Я смазывал собственные следы на мраморной лестнице. Меня опять вел свет.
Гром? Грохот двери? Улица. Виадук. Бегство.
…Но люди заметили мое волненье. Все знали уже, что из какого-то дома украдено чучело собаки. И неслись за мной, улюлюкая.
Осы-крики настигали меня.
Я несся вперед.
Собака сидела у меня под мышкой. Иногда она мелко дрожала. Но голову держала прямо!
Толпа стала больше. Больше. Больше. Больше. Толпа!
Добежать до того угла. И до того. Углы раздвигались и сдвигались, как ширмы.
Светящиеся рекламы сочились синькой и кровью. Цвета их меня обличали. Они бежали за мной по краю фасадов, грозно указуя перстом.
А манекены в витринах – и они, мерзавцы! – хватали меня тросточкой за руку, пытаясь остановить.
Небеса над моей головой закрылись, потемнели.
Гром – грохот двери, гром – грохот двери. Буря заперла все врата небес.
Улица поспешно стреляла в них. Из пушек – по бастиону.
Улица была длинной – слишком длинной для бега.
Я не оглядывался, чтобы не терять ни секунды. И не выпускал собаки.
Но крики и шаги преследователей висели на моем плече.
Улица – все уже и уже – гнала меня к щели, к обрыву, в тупик. А тогда…
(Рекламы сонно замигали. Рекламы задыхались.)

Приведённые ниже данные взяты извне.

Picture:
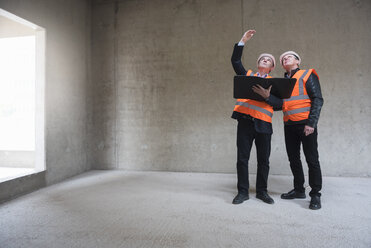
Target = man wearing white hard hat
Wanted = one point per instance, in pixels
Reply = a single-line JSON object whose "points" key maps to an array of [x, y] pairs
{"points": [[301, 114], [254, 123]]}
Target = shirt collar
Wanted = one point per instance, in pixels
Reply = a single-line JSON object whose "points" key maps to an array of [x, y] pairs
{"points": [[292, 72]]}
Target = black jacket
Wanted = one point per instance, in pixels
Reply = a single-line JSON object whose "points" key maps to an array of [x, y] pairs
{"points": [[260, 126], [314, 92]]}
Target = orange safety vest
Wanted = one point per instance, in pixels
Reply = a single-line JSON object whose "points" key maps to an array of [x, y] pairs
{"points": [[297, 107], [257, 109]]}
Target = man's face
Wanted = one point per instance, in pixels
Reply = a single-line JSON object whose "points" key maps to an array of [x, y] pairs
{"points": [[289, 60], [265, 62]]}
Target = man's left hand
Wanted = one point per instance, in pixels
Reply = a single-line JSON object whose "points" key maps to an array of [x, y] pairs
{"points": [[265, 93], [308, 130]]}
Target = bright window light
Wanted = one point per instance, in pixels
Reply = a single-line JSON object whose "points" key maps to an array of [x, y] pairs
{"points": [[17, 93]]}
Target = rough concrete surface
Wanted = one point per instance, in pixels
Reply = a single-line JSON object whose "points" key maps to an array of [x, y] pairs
{"points": [[164, 209]]}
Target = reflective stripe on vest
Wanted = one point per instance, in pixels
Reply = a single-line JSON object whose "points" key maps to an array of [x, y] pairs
{"points": [[257, 109], [297, 107]]}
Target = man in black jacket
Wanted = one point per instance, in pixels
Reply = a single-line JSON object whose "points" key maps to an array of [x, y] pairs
{"points": [[254, 123], [301, 115]]}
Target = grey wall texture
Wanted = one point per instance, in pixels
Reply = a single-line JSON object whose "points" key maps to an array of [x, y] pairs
{"points": [[161, 94], [67, 25]]}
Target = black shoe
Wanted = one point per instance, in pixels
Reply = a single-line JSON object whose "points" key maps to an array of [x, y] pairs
{"points": [[315, 202], [264, 197], [240, 198], [293, 194]]}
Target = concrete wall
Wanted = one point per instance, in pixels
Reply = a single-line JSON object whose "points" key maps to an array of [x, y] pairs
{"points": [[67, 25], [162, 80]]}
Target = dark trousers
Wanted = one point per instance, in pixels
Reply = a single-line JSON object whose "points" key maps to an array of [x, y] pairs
{"points": [[294, 137], [246, 134]]}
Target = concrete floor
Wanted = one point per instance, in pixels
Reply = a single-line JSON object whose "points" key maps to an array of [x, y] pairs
{"points": [[164, 209]]}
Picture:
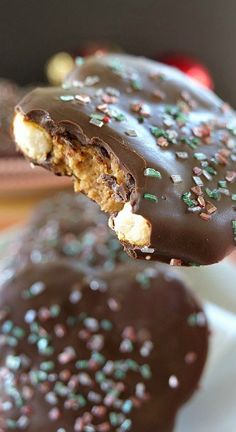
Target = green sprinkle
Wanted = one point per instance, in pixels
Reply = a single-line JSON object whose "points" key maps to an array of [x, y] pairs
{"points": [[145, 371], [151, 172], [143, 279], [99, 358], [66, 98], [82, 364], [97, 116], [192, 320], [114, 419], [106, 325], [119, 117], [126, 425], [47, 366], [127, 406], [13, 362], [150, 197], [200, 156], [234, 229], [136, 85], [222, 183], [79, 61], [191, 142], [18, 332], [186, 197], [7, 327], [158, 133], [11, 424], [55, 310], [213, 193], [100, 377], [211, 170]]}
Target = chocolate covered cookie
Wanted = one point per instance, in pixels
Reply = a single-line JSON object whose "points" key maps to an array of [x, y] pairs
{"points": [[150, 146], [119, 352], [70, 226]]}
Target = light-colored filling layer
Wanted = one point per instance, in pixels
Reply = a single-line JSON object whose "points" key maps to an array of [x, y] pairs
{"points": [[91, 171]]}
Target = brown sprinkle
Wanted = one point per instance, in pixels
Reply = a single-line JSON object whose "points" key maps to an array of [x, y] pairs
{"points": [[176, 262], [205, 216], [210, 208], [197, 190]]}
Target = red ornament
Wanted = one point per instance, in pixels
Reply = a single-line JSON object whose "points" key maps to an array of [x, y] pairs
{"points": [[191, 67]]}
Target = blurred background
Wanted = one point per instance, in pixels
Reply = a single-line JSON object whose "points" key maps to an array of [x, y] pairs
{"points": [[197, 36]]}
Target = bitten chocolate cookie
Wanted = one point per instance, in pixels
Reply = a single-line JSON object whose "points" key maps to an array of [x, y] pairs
{"points": [[65, 226], [120, 352], [71, 226], [150, 146]]}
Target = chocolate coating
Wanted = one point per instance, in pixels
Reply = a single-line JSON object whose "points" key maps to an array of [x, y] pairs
{"points": [[65, 226], [119, 352], [160, 119]]}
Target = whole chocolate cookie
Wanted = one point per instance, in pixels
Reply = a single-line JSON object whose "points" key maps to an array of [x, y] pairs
{"points": [[71, 226], [119, 352], [151, 146]]}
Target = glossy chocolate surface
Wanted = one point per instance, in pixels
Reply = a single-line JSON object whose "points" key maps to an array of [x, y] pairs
{"points": [[119, 352], [175, 138]]}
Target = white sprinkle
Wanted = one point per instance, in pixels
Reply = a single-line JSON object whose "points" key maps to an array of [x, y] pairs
{"points": [[176, 178], [173, 381], [146, 249], [37, 288], [198, 181], [75, 296], [131, 132], [30, 316], [83, 98], [96, 122], [91, 80]]}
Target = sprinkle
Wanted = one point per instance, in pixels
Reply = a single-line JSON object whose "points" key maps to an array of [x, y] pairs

Лучше было бы разбить голову об один из сорвавшихся углов. Спрятаться за одной из ширм, покрытых буквами реклам, как надгробные плиты. Да что угодно. Деться куда-нибудь.
IV
Ограда. Зеленые копья. Зеленый сад. Школьный. Открытый.
Я дышал, как паровоз: «Ух! Ух! Ух!»
Преследователи потеряли след и пролетели мимо. Паутина полутьмы застлала им взор. Не иначе!
(Капли дождя – редкие, крупные – пробивали в эту минуту первую мглу.)
Быть может, то было чудо.
Анита скакала через скакалку в школьном дворе. Скакалка расцвела елочными лампочками. Чудо?
С собакой под мышкой я прыгнул в круг скакалки. Смеясь, но не радуясь. Не чувствуя ничего.
Анита подумала, что я дарю ей игрушку. Руки ее опустились. Лампочки погасли.
В вечерней тьме виднелись лишь алые волны – дрожащие кольца каемочек на носках – и светлые глаза под зыбкой водой невинности.